Porsche’s 918 Spyder
I wonder if I can pick one of these up in Costa Rica…
It is expected to cost $630,000 (£410,000) if and when it reaches production, which would make the 918 Spyder the most expensive Porsche in history.
The 918 supercar, first unveiled at the Geneva Motor Show in March, is not officially scheduled for production, having been made solely as a concept car so far. But in April Wolfgang Duerheimer, the head of development at Porsche, said that if 1,000 customers showed interest in buying one, they would consider producing it.
Now two unnamed sources have told Wired magazine that more than 2,000 people have “made non-binding expressions of interest” in the car. So far there is no word from Porsche over what their decision will be.

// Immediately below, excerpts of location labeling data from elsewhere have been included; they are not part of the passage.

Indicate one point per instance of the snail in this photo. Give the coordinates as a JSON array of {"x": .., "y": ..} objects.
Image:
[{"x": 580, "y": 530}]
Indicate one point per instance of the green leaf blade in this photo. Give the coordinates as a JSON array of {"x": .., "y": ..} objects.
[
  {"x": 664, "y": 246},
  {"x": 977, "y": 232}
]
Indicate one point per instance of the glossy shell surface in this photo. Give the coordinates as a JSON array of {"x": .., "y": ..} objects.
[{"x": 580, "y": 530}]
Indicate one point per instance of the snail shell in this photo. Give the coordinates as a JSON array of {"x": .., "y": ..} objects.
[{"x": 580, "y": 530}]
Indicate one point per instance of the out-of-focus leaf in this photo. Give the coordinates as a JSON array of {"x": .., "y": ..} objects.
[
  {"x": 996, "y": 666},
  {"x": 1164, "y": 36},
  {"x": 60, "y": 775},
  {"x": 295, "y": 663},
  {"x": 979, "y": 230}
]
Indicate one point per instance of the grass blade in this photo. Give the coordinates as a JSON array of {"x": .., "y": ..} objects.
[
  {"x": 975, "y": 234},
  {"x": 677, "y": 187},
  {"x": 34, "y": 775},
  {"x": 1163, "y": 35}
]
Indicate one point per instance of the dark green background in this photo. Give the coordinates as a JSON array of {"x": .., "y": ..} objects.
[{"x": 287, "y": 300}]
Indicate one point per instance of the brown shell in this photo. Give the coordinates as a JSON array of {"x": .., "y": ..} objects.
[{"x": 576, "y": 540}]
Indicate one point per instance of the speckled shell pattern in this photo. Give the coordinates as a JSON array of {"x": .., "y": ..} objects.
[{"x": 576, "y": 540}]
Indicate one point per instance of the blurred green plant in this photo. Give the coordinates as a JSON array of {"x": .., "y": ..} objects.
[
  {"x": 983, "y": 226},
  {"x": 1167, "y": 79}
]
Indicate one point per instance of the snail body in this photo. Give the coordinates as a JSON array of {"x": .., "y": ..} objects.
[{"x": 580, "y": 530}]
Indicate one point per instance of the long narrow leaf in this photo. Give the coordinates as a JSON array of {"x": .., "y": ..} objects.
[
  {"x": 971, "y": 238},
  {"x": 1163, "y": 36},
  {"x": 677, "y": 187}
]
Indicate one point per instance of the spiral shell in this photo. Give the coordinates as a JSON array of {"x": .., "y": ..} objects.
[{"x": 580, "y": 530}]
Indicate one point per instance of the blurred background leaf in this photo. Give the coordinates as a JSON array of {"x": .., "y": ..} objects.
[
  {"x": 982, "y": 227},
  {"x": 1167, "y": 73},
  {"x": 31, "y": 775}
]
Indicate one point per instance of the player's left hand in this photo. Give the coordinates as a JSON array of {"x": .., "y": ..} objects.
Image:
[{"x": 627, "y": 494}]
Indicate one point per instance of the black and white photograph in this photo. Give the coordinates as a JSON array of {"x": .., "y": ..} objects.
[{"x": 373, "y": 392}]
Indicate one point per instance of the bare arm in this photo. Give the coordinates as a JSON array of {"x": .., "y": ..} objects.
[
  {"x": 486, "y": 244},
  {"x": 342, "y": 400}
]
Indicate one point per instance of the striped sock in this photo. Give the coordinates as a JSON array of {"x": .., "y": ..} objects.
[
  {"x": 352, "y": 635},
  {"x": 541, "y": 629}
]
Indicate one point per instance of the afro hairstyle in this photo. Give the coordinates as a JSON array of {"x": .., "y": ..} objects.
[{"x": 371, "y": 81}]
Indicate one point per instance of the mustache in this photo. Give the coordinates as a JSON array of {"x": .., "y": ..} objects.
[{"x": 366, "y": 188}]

According to Porsche, the 918 Spyder’s 500-horsepower V8, supplemented by two electric motors by the axles giving an extra 218 horsepower, will push it to 100kmh (62mph) in just 3.2 seconds, with a top speed of 198mph.

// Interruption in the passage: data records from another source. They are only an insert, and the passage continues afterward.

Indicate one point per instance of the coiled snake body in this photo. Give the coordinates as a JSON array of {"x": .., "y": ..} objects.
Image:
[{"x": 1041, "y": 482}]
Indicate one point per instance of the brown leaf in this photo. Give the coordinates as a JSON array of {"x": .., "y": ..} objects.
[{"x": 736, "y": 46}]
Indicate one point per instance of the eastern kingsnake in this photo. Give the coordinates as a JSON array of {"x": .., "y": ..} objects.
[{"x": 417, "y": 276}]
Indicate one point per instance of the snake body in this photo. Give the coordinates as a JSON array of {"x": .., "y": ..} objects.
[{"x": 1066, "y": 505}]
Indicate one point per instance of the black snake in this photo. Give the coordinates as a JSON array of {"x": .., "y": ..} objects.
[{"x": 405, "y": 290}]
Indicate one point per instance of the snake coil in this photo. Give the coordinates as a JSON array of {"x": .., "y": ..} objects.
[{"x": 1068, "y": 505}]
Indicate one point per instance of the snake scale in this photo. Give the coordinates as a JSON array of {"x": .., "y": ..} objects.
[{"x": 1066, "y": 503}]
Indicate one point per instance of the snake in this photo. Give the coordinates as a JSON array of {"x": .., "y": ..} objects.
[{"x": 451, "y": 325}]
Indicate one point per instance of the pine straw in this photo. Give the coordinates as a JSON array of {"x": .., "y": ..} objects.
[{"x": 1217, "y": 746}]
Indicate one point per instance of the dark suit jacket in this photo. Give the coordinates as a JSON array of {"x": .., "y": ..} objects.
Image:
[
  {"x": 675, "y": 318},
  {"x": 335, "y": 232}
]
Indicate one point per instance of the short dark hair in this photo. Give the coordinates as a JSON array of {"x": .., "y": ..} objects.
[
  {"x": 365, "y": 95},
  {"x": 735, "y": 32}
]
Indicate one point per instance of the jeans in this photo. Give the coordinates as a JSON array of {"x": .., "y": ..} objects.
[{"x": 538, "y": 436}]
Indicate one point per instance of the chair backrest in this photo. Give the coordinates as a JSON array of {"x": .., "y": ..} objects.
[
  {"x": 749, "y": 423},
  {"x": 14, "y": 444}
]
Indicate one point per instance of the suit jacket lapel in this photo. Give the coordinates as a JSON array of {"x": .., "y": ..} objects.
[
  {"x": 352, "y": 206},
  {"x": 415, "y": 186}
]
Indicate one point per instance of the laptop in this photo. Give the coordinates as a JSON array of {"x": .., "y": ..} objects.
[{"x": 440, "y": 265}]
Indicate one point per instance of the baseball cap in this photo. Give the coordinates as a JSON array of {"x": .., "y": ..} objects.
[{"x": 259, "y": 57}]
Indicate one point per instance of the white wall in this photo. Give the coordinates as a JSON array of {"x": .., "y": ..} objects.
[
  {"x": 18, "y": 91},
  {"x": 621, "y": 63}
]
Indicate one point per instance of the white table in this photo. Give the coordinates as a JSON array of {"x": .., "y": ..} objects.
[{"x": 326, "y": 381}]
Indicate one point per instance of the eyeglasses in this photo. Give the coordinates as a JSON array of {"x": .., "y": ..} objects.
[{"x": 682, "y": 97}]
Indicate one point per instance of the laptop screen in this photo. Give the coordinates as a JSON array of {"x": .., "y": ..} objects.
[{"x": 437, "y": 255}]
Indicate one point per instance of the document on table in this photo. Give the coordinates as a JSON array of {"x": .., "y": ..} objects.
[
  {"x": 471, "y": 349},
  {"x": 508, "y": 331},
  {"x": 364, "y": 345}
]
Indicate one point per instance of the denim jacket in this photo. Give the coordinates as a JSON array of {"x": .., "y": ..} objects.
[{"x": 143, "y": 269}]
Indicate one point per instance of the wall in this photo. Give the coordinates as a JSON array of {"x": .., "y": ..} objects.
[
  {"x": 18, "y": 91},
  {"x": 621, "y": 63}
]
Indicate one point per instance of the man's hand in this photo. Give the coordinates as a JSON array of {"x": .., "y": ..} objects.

In its most economical mode, Porsche claim that the car can achieve fuel consumption of three litres per 100km, or around 79 miles per gallon, and just 70g carbon dioxide emitted per kilometre. For comparison, the Toyota Prius T3 Hybrid gives off 89g/km, and 4.6l/100km. Porsche’s figures have not been independently verified, suggesting they must be best-case examples at least.
The 918 Spyder has four driving modes, each giving a different balance between economy and performance. “Eco” runs entirely on the electrical motors, with a battery range of 16 miles. “Hybrid” uses both fuel and electricity as conditions warrant. “Sport” does similar, but with the balance shifted towards speed, with most of the power going to the rear wheels. “Race” goes purely for performance, with the electric motors redirecting energy lost in braking back to the wheels in a “push to pass” boost.
Frank Biller, an analyst at Landesbank Baden-Wuerttemberg, told Automotive News Europe that the 918 Spyder could enhance Porsche’s environmental reputation. Porsche is owned by Volkswagen, which also makes Lamborghini and Bentley vehicles, some of “Europe’s worst gas guzzlers” according to Mr Biller.